An 8-month-old boy was referred for an upper gastrointestinal study for vomiting. Scout abdominal radiograph shows bilateral cortical nephrocalcinosis (Fig. 1, arrows). US shows hyperechoic cortical rim with acoustic shadowing confirming cortical nephrocalcinosis (Fig. 2, arrows). Laboratory and genetic testing confirmed primary hyperoxaluria type 1 (PH-1).

Fig. 1
figure 1

Abdominal radiograph

Fig. 2
figure 2

US of left kidney (longitudinal view)

PH-1 is a rare autosomal-recessive disorder resulting from deficiency of the hepatic peroxisomal enzyme alanine-glyoxylate aminotransferase, which causes excessive oxalate formation and calcium oxalate deposition in various organs.

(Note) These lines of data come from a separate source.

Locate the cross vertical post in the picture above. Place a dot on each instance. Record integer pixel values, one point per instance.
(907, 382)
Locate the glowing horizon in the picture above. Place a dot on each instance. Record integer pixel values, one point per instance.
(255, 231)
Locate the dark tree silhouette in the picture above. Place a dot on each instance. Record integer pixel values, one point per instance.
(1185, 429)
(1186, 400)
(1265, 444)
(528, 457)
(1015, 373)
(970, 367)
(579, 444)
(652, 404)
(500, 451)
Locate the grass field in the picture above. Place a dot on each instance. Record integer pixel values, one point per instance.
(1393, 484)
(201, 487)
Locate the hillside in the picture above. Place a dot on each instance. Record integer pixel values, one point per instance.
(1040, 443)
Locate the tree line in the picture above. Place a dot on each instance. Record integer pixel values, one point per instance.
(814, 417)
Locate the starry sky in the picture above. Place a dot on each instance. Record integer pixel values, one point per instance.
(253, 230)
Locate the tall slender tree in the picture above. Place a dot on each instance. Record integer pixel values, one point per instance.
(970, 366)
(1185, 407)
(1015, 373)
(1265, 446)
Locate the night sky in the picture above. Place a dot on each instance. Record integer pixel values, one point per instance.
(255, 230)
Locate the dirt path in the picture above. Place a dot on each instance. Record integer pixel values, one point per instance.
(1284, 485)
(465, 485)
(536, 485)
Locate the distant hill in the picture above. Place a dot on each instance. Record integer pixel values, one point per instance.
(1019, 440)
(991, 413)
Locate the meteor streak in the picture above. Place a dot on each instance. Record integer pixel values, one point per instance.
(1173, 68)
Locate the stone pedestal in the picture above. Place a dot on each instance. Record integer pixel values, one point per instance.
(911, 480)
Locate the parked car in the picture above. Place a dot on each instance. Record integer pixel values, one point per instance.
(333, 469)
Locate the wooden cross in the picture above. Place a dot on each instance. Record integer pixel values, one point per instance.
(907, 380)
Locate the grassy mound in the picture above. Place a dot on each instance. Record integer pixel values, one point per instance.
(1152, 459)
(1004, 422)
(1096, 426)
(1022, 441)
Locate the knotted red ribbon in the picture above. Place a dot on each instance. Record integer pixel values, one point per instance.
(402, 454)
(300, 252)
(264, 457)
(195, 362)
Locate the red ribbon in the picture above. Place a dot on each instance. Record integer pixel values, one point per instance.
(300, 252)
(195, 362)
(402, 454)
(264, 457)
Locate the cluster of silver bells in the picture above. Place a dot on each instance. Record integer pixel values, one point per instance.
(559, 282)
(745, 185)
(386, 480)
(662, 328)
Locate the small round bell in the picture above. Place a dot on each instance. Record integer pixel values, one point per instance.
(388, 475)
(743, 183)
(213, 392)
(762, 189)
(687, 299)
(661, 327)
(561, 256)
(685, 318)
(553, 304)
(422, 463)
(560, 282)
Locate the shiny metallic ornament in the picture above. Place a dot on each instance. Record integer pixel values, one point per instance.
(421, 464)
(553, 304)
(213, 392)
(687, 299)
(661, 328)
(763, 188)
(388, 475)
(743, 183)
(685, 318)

Kidneys show cortical or medullary nephrocalcinosis and recurrent urolithiasis causing progressive renal failure [1]. Skeletal manifestations of PH-1 sometimes result from oxalate deposition but more commonly result from chronic renal failure, leading to secondary hyperparathyroidism and renal osteodystrophy [2]. Findings include metaphyseal sclerotic lines and bands, lucent bands, cystic changes, permeative lucencies and vertebral diffuse or endplate osteosclerosis (rugger jersey appearance). Flat pelvic bones, carpal and tarsal bones, and patella might show a radiolucent rim.